尼崎の事件で世間は喧々諤々だが、この事件は「実社会というジャングル」の中で「人間の皮をかぶった野獣」に遭遇した場合に、我々は生き延びることができるか、という問題に帰着するだろう。井口博士のように、「銃刀法を破棄して、銃や刀を解禁しろ」という勇ましい意見もあるが、私は採らない。なぜなら、いくら普通人が武装していても、「不意打ちの暴力」には絶対に対処できないからである。
あなたの家に、十人ほどのヤクザ・暴力団がいきなり押し掛けてきた場合、あなたに何ができるだろう。角田という鬼婆ァがしたのはそれなのである。
つまり、「桃太郎」の話とは反対に、鬼たちの方が平和な人間世界に侵入してくるのである。しかも、相手は最初からターゲットを狙って、すべて準備して乗り込んでくるのだ。
我々が無事に毎日を生きていられるのは、「幸運な偶然」でしかないし、そういう「鬼」たちに目をつけられたら、もはや一生はお終いだ、ということだ。あなたもあなたの家族の人生も、そこで終わりである。
この世界は、そういう世界なのである。法や警察は、事件が終わってから犯人を捕まえるだけであり、あなたを事件から救うことはしない。なぜなら、それはまだ「事件」ではないからだ。「事件」になるのは、あなたやあなたの家族が死んだ後だ。
我々は暴力に対する耐性が無い。心の準備も無い。
できることは、常に、自分が暴力に遭遇する可能性があることを心に刻みつけながら生きることだけである。それによって、少しでもその確率を減らすだけだ。
暴力に暴力で対抗するのは困難だが、少なくとも、事態がはっきりした場合は、「敵」の首謀者と刺し違えるだけの覚悟は持つべきだろう。多くのいじめ事件と同様、被害者が無抵抗であることが世の中の暴力による支配を助長するのである。

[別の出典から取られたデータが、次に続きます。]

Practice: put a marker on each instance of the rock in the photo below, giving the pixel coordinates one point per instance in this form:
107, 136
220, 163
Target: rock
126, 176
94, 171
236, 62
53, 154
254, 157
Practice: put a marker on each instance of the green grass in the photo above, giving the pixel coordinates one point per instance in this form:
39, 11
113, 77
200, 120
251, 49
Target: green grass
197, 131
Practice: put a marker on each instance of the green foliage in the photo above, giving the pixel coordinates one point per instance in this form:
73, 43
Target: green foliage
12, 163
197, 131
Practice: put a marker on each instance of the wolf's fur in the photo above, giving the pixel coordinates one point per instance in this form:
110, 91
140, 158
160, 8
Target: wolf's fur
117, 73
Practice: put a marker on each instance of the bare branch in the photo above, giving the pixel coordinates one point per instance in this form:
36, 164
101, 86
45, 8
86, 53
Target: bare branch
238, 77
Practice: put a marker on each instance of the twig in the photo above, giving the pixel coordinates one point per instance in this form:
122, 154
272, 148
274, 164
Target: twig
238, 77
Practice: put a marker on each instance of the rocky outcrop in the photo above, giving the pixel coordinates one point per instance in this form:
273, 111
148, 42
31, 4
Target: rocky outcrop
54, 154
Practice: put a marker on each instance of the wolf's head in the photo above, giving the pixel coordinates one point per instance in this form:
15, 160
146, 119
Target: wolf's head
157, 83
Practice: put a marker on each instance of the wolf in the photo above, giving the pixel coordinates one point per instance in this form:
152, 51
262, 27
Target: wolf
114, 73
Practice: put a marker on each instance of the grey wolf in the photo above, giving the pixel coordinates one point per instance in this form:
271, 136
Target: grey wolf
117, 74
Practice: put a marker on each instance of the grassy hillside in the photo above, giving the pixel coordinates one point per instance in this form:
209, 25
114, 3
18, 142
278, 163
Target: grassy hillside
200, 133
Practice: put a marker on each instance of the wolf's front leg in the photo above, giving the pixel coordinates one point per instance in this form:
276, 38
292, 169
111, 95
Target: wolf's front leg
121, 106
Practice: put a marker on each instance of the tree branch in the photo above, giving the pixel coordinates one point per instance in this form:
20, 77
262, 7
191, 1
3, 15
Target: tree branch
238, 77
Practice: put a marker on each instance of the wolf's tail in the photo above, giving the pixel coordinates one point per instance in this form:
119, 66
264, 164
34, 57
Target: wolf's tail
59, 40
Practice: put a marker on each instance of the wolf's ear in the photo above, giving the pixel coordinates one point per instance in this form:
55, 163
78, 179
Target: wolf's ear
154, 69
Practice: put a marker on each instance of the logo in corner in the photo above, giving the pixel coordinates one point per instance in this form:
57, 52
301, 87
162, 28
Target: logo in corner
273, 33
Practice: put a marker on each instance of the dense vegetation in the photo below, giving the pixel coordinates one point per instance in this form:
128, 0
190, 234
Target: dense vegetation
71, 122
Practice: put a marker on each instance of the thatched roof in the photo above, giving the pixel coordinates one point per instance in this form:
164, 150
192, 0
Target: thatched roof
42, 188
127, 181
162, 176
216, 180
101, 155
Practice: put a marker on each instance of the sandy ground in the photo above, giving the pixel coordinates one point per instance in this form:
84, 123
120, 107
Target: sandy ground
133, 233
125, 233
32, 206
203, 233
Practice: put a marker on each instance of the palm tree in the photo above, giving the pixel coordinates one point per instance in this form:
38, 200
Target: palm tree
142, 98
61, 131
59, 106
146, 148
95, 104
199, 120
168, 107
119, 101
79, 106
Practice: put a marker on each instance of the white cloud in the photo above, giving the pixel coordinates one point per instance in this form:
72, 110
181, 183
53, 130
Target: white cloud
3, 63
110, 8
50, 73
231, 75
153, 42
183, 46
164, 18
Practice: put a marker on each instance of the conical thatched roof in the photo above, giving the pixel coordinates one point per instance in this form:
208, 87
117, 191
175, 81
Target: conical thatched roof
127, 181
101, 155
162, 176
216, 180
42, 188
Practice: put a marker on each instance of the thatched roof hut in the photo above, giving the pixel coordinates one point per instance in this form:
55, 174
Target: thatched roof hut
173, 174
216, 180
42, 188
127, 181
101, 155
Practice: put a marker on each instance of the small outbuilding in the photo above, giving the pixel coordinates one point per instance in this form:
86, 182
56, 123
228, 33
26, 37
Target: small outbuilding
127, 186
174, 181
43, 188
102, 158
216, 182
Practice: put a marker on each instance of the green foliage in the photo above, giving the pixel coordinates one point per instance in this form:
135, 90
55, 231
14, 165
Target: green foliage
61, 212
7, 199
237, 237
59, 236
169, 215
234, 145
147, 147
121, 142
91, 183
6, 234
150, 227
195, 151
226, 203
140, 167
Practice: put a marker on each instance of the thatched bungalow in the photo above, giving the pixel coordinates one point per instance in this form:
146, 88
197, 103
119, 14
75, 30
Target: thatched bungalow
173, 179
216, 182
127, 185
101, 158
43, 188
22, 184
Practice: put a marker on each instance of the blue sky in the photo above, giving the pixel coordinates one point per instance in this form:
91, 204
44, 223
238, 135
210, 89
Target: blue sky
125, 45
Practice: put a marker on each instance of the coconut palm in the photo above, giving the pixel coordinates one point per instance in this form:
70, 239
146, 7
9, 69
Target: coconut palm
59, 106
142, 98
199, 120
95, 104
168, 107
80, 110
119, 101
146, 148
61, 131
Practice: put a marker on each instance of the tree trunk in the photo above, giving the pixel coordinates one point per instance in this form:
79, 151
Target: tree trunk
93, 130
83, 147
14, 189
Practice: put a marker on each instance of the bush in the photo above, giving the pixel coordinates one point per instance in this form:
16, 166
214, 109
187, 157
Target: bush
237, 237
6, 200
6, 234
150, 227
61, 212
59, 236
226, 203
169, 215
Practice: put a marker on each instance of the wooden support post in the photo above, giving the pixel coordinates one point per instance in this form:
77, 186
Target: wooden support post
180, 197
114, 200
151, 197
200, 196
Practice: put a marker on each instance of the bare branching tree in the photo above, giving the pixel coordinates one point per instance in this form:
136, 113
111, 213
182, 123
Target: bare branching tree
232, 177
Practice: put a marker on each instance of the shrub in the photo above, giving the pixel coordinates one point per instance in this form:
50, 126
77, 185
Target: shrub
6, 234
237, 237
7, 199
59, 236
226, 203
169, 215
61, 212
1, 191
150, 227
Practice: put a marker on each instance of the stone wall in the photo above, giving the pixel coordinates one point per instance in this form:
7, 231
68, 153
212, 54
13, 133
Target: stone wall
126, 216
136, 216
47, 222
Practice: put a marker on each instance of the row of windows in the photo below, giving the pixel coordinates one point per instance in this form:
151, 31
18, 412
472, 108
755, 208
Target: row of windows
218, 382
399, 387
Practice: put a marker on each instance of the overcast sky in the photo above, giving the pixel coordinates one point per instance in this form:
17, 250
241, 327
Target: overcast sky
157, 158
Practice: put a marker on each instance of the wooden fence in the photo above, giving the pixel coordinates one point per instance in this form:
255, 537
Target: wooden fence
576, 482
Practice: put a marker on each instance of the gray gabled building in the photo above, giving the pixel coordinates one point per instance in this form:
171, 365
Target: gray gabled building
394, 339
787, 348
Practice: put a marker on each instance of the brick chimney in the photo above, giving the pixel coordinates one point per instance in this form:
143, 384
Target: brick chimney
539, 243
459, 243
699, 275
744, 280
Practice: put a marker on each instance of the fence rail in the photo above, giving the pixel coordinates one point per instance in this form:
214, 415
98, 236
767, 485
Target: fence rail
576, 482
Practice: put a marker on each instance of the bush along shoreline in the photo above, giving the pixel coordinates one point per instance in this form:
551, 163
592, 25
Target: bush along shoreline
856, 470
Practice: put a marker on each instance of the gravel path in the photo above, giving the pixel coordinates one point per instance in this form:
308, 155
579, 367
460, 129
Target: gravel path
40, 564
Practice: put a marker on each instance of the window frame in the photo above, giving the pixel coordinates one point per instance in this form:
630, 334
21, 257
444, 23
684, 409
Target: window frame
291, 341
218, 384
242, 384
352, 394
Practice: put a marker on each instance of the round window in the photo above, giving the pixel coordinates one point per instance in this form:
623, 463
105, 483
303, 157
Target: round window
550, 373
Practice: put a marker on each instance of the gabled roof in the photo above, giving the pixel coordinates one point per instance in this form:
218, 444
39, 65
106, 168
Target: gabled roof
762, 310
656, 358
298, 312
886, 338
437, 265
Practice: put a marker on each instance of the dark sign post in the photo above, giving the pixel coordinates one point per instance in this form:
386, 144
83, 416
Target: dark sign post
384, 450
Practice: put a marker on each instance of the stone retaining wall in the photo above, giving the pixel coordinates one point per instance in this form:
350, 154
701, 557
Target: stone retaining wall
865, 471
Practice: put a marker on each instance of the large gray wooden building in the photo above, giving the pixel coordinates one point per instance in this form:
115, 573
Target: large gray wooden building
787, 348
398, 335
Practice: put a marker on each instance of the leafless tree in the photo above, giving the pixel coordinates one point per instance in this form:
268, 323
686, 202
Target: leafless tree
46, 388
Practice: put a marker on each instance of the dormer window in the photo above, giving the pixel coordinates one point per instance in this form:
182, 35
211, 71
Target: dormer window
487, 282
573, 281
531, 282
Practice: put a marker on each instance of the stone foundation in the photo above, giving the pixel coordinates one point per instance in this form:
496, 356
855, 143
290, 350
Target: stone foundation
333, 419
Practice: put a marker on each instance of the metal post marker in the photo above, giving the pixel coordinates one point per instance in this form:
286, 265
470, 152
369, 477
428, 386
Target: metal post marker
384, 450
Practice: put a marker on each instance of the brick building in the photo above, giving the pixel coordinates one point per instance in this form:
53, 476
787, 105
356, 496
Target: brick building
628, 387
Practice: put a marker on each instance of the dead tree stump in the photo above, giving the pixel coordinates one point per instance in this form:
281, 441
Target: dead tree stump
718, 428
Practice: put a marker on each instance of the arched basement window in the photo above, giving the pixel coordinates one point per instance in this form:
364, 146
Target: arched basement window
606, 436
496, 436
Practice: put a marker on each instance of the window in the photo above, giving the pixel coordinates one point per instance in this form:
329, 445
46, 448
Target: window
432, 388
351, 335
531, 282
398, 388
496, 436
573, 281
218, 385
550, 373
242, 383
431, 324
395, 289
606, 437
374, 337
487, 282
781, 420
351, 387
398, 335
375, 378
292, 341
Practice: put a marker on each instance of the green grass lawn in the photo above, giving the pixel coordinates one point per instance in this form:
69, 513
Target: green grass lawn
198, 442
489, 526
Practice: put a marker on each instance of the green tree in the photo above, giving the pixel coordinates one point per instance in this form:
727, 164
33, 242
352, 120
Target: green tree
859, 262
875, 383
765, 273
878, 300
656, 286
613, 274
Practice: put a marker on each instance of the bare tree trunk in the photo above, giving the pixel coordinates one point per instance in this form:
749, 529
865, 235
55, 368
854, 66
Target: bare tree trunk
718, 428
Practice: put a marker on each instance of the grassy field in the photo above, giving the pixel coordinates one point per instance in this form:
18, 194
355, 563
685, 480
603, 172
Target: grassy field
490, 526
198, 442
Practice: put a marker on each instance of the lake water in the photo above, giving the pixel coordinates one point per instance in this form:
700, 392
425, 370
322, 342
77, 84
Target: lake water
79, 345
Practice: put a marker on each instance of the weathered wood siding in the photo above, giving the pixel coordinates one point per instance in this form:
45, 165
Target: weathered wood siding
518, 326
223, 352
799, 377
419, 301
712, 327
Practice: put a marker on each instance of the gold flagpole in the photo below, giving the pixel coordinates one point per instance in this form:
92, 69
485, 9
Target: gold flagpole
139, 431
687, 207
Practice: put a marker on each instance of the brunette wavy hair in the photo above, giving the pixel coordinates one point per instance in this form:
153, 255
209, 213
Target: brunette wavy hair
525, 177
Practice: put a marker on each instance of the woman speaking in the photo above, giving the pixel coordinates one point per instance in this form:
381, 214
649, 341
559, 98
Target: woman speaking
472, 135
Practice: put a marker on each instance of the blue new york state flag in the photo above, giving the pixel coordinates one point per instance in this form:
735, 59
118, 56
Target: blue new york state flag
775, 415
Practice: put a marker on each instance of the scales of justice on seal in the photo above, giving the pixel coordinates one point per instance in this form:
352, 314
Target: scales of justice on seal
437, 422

山本直樹という漫画家の作品に「ありがとう」という18禁の作品がある。この尼崎の事件と同じく、平和な家庭にいきなり侵入してくる暴力を描いたものだ。エロチックな描写も多いのだが、しかし、暴力との不条理な遭遇を描いた、ある種の傑作で、確か映画化もされていたはずである。
上の話と一見無関係だが、「日常の中に突然侵入する暴力」への脳天気な反応の例として下の記事を引用しておく。自衛隊という暴力装置の高官であった人間であったにもかかわらず、暴力というものに対してこれほど無自覚であり、一般人の人権や平和な日常を守るべき政治の義務というものに対して無神経であるような人間だから、彼はその職を失ったのだろうが、そういう自分の在り方への反省がまったくない。こういう厚顔無恥さは、石原や橋下、前原などと共通のものがある。田母神の場合は、イデオロギーによって外界への反応がロボット化した例でもある。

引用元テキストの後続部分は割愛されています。